子どもが自ら必要なものを
食べることを親は信じるべき

 セレニティ・キッズのパウチ商品は、6カ月以上の赤ちゃんが対象です。これまで日米ともに、離乳食は穀物(10倍がゆやライスシリアル)から始めるのが良いとされてきましたが、ジョーさんは「お肉こそが最適な『first food』 (最初にあげる食べ物)」だと言います。

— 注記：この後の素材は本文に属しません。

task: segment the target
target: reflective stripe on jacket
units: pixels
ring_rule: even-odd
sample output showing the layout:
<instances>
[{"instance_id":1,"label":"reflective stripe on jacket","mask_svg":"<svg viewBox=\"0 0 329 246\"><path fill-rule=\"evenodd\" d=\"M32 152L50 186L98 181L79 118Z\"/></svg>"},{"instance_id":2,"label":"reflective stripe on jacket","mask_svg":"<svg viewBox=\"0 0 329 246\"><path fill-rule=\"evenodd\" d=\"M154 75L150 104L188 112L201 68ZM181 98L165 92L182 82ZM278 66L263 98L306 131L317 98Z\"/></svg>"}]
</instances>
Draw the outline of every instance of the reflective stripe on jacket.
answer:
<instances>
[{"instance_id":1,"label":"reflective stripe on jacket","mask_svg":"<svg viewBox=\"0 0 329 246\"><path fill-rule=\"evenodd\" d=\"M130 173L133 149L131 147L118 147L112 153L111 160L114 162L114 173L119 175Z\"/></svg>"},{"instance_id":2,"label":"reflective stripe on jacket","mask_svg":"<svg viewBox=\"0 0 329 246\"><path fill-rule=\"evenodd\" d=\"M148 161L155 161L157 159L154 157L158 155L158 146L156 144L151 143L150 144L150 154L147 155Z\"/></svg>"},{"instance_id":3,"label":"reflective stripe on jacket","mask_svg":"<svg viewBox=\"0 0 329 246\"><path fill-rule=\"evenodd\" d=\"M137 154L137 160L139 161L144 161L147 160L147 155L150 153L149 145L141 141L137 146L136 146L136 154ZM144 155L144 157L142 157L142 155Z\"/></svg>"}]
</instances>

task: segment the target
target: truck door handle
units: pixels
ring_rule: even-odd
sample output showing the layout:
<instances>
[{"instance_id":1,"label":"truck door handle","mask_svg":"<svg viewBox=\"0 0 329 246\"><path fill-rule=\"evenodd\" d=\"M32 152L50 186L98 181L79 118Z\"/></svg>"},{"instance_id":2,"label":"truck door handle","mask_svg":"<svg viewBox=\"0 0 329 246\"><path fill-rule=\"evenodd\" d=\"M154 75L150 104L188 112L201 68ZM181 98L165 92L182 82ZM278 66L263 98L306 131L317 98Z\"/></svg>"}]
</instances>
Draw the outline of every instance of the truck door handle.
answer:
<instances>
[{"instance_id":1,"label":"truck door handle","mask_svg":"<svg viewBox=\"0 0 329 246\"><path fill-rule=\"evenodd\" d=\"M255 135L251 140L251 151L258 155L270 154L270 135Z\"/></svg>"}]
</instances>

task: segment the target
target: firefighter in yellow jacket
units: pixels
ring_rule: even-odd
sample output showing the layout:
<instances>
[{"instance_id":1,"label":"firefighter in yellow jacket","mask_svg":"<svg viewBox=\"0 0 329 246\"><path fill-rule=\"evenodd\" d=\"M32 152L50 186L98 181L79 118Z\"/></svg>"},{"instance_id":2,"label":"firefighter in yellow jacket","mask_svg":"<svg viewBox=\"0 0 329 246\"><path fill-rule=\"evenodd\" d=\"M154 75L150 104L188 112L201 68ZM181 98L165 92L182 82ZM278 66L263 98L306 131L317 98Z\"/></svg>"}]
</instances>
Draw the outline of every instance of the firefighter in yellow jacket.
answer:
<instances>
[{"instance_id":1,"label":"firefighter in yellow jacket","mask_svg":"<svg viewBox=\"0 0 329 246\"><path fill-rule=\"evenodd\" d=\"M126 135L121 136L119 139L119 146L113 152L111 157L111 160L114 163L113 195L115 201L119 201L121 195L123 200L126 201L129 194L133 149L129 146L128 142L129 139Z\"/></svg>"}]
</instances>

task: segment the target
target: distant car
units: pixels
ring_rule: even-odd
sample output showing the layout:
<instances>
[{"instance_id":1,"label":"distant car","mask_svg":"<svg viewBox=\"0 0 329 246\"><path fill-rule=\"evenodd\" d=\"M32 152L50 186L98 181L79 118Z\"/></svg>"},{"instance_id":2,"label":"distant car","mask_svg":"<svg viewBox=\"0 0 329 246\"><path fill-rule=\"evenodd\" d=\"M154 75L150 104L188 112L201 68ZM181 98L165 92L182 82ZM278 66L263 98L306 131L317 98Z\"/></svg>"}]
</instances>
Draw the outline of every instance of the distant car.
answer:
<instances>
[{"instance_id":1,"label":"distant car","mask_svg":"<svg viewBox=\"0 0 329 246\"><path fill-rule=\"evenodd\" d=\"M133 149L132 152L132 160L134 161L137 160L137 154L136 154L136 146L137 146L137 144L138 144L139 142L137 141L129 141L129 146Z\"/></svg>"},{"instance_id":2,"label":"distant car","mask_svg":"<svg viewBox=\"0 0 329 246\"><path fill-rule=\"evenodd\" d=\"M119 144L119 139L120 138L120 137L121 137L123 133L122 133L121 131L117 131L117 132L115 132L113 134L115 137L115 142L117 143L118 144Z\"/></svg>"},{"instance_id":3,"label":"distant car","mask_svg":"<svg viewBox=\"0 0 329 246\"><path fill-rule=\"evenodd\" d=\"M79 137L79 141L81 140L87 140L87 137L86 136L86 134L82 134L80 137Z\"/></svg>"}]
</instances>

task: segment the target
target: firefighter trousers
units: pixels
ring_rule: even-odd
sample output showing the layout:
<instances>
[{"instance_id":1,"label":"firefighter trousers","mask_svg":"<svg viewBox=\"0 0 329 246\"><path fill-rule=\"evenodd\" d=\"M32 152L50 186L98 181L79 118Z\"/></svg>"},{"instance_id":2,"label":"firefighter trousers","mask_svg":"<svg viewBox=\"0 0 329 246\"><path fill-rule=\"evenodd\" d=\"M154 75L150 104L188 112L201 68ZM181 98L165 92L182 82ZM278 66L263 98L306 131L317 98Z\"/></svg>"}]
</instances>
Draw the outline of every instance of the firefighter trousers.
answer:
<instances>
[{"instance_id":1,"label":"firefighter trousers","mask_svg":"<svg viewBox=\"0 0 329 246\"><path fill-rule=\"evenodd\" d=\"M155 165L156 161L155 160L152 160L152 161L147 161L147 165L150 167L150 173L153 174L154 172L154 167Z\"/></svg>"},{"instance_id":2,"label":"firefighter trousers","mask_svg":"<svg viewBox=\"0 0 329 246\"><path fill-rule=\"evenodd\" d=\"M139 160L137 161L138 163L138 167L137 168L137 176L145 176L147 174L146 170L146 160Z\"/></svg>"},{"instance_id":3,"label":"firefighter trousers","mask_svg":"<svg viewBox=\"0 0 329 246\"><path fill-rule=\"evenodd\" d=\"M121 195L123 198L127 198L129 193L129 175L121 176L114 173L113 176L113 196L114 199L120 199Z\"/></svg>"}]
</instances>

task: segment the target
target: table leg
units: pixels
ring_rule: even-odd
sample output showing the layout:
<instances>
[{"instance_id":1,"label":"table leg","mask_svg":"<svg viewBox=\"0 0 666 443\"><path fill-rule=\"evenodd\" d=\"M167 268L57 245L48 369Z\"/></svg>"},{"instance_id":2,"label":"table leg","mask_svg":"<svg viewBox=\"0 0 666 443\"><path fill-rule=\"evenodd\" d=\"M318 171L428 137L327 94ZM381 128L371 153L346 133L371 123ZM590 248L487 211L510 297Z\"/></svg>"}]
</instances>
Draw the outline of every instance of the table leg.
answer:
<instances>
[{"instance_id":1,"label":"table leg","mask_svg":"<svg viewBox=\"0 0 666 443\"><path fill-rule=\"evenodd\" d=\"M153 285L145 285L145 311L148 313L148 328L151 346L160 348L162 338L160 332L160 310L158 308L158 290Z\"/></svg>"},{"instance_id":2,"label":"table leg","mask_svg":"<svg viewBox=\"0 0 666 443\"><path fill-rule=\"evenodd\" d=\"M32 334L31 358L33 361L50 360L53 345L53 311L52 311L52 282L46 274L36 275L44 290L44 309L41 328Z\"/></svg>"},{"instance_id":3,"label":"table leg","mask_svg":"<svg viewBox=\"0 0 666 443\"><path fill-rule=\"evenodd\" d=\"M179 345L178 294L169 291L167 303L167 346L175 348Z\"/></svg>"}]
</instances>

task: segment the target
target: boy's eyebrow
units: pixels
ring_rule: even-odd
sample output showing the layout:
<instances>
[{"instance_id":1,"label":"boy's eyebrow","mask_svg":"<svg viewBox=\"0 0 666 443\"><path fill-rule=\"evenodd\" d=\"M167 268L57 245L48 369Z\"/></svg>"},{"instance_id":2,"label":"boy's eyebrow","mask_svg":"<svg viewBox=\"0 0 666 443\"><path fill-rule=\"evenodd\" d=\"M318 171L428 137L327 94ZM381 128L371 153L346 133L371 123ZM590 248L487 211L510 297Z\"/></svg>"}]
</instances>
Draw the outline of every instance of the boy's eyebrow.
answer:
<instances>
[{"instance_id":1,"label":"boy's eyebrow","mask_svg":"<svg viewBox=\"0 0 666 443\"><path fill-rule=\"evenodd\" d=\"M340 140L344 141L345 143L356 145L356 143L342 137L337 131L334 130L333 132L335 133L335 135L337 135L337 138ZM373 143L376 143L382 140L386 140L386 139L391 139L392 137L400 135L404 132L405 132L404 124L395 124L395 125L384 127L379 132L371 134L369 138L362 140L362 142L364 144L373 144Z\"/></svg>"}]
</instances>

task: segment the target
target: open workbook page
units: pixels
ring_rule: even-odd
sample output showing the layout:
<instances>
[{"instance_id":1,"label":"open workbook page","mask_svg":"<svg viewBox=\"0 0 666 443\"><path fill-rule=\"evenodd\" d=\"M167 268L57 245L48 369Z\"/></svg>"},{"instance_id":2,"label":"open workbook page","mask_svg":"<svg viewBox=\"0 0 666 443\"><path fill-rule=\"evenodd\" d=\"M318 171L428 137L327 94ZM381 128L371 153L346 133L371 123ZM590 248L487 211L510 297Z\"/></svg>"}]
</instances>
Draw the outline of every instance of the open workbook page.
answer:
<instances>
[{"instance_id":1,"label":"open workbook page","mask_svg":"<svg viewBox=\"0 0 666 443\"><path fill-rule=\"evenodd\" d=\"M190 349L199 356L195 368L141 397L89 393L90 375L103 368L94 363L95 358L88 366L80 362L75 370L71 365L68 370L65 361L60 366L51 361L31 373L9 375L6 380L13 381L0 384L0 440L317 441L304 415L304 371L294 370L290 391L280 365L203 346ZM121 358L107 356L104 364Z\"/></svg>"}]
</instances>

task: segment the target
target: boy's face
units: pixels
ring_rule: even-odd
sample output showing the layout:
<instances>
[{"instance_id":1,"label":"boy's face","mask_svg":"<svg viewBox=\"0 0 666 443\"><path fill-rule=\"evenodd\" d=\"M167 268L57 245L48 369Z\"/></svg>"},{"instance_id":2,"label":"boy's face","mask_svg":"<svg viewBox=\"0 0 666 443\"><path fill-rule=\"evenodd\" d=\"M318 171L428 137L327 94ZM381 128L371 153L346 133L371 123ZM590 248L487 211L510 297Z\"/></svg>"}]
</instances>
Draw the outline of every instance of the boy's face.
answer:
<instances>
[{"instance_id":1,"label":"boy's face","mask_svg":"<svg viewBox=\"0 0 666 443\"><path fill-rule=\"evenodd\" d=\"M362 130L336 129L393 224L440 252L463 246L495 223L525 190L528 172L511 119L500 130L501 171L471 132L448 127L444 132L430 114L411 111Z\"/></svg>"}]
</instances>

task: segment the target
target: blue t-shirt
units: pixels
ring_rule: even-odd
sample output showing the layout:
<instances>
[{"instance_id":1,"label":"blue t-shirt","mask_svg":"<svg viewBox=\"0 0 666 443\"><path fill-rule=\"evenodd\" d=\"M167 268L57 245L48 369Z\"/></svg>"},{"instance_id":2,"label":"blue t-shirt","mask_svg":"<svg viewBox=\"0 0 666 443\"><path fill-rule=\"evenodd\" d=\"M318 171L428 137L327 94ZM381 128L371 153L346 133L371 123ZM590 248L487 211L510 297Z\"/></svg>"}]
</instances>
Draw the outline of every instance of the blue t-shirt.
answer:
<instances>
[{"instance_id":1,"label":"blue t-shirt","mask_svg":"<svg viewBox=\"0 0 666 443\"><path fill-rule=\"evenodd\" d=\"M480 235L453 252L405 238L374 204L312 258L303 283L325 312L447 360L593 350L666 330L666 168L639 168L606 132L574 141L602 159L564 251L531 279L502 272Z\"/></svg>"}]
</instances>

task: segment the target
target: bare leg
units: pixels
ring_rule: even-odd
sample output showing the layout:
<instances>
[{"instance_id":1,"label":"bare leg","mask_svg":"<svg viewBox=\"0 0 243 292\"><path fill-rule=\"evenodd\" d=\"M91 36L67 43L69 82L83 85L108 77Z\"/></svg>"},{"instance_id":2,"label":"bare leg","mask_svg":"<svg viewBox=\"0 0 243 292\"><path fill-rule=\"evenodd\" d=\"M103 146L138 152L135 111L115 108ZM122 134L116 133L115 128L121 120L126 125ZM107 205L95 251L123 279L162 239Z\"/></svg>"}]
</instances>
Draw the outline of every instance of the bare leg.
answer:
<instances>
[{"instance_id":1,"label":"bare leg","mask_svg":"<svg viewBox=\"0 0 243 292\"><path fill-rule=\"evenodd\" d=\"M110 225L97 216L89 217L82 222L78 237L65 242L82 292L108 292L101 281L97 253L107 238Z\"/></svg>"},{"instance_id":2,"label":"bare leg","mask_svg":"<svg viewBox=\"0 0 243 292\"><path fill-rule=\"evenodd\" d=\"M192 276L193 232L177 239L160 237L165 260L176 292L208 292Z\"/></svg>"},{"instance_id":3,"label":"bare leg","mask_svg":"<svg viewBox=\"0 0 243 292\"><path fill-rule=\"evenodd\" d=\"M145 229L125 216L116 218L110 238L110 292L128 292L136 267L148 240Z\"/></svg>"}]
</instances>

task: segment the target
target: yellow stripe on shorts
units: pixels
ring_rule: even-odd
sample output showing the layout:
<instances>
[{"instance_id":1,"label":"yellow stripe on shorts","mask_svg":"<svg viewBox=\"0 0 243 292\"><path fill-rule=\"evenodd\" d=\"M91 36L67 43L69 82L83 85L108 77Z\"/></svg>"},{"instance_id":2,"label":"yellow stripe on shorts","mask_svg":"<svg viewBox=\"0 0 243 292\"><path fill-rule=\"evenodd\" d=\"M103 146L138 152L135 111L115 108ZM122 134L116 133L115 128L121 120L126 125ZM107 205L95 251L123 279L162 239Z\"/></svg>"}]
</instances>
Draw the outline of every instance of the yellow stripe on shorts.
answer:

「肉類は、体と脳の急速な成長をサポートする生物学的利用率の高い(食べたものがどれだけ全身循環血中に到達し、作用するか)脂肪とタンパク質を含むため、赤ちゃんの最初の食品として理想的です。母乳は動物性食品なので、生後6カ月頃までには、肉を消化するために必要な機能が赤ちゃんのお腹にはすべてそろっているんです」

 娘のデラちゃんがピューレの離乳食を卒業してからは、おやつまたは普段の食事の補助食として、パウチ商品を活用しているとのこと。穀物不使用のパスタにソースとしてからめたり、野菜のディップ、またパンケーキに混ぜて使ったりすることもあるそうです。

「子どもの食事に関しては、その日に食べるかどうかにかかわらず、高品質のさまざまな食品を提供し続けることが必要だと思っています。子どもたちは、私たちが思っている以上にたくましい。親はあまり心配しすぎず、自分の体に必要なものを子どもが自ら食べることを信じることですね」

現代の消費者は
「倫理的な商品」を求めている

 スーパーの売り場のスペースを確保するために、圧倒的な商品数と莫大なマーケティング予算を持つ大企業と競うのは、至難の業です。でも、セレニティ・キッズのジョーさんは、いつかスーパーのベビーフードコーナーに、栄養価の高い商品ばかりが並ぶことを夢見ています。

「現代の消費者は、原材料などの透明性がより高く、栄養価も高い『ethical product』 (倫理的につくられた商品)を求めています。砂糖を極力使わず、質の高い肉や野菜などを原材料とするベビーフードには、きちんとした対価を払ってくれます。セレニティ・キッズというブランドが存在していることが、その証です」(ジョー・カー氏)

 セレニティ・キッズは、当面は米国内での販路拡大に取り組む予定ですが、数年後には海外展開も見据えているとのこと。

「より健康な世界は、赤ちゃんひとりひとりの健康から」をミッションに掲げるセレニティ・キッズの今後の展開に注目です。